KB: Absolutely. Well, obviously, there’s been a lot of honestly, introspection, and observation in Gary’s lyrics in the past, and it’s continued and is very prevalent in this album. This is more a question for Gary, but I couldn’t help but notice this kind of “eyes” theme going on with different songs, “Shut Your Eyes,” “Open Your Eyes,” or even “Headlights.” I don’t know if that was intentional, was it?

NC: I don’t know that it was there intentionally. Looking back now, as you said, it’s very apparent that there is a theme there. I think while Gary was writing the lyrics, he was deep in it and these things just came about. I don’t think it was anything preconceived. I may not even know what they’re about, but it doesn’t really matter. Lyrics are…you take from them what you will if they mean something to you. I think another reason why the lyrics connect to people a lot of the time is because of that level of honesty that comes with the lyrics, the relationships, the heartbreak and the everyday things that people go through.

KB: I believe Tom Simpson is the most recent member to join the band, playing keyboards. But you also used Ken Stringfellow from the Posies on the album as well. What songs did each of them play on, and how did you come to work with Ken?

NC: Tom has been a touring member, or whatever you want to call it, for several years now and we just made him permanent. Tom, first of all, was incredible on this record. Before it was just kind of samples and noises that he did, but this time he went for piano lessons and basically learned to play the piano. So on “Make This Go On Forever,” that’s actually Tom. He was very disciplined. That work ethic was there and was [going] around with everyone on this record. Ken, I think, played on track 11…oh God, you put me on the spot now…I can’t remember. We met Ken when we were in Seattle and Gary let them know that we were fans of the Posies and sent a message. It just went from there. He plays for R.E.M. live and we supported them for the Isle Of Wight Festival. Gary asked Ken if he would like to come down and play a few songs. Yea, it’s amazing how many people have got on it and are willing to be a part of it. It’s just incredible.
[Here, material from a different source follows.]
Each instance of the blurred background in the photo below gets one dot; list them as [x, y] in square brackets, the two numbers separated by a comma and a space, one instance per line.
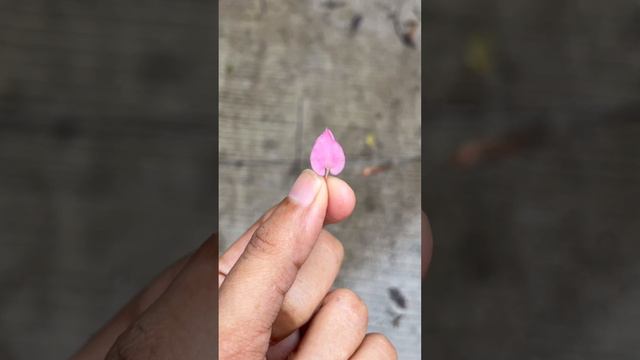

KB: When I saw that he was a part if it, it seemed so perfect. He’s so talented and has been doing music for quite a while. What about that intro to “You Could Be Happy?” Was that done with keyboards?

NC: No, that’s actually Garret. He actually got a music box. Yea, again, that song kind of started with Gary on his guitar and Garret decided to do something different with it. And it worked! (laughing)

KB: And the way that Martha Wainright was in the country at the same time that Gary had thought of her for the song “Set Fire To The Third Bar.” It’s just funny sometimes to see those kind of synchronistic moment in life where things just fall into place.

NC: God yeah. That’s amazing when you can get that. To be honest, we didn’t even know if she knew who we were. We’re such fans of hers and we were listening to her records the whole way through the album and all of last year. Garret had the idea to have her sing on a song. Gary wasn’t really happy to have her sing on a song that was already done. So Gary wrote that song specifically for her to sing. That whole song came together in the very last week of recording. To me, it’s one of my favorite songs on the record. It was all kind of serendipitous how it happened like that.

KB: And you said you guys put a lot of work into the album, which is obviousl. But something like that would be really motivating and would be so exciting when things fall into place like that.

NC: Yeah, and sometimes they don’t fall into place. Again, those little moments are what make a record special. Not even for the actual record and songs, but for the time of making the album, you know? It’s very important to have something to remember about it, ‘cause it’s very easy to just go about making the record and get so caught up in it that you don’t remember anything about it. I remember the day when we called her. It’s the simple things like that.

Snow Patrol’s Eyes Open was released on May 9 on A&M/Interscope/Polydor Records. They play at Paramount Theatre Tuesday, May 23, the first stop on their nationwide tour.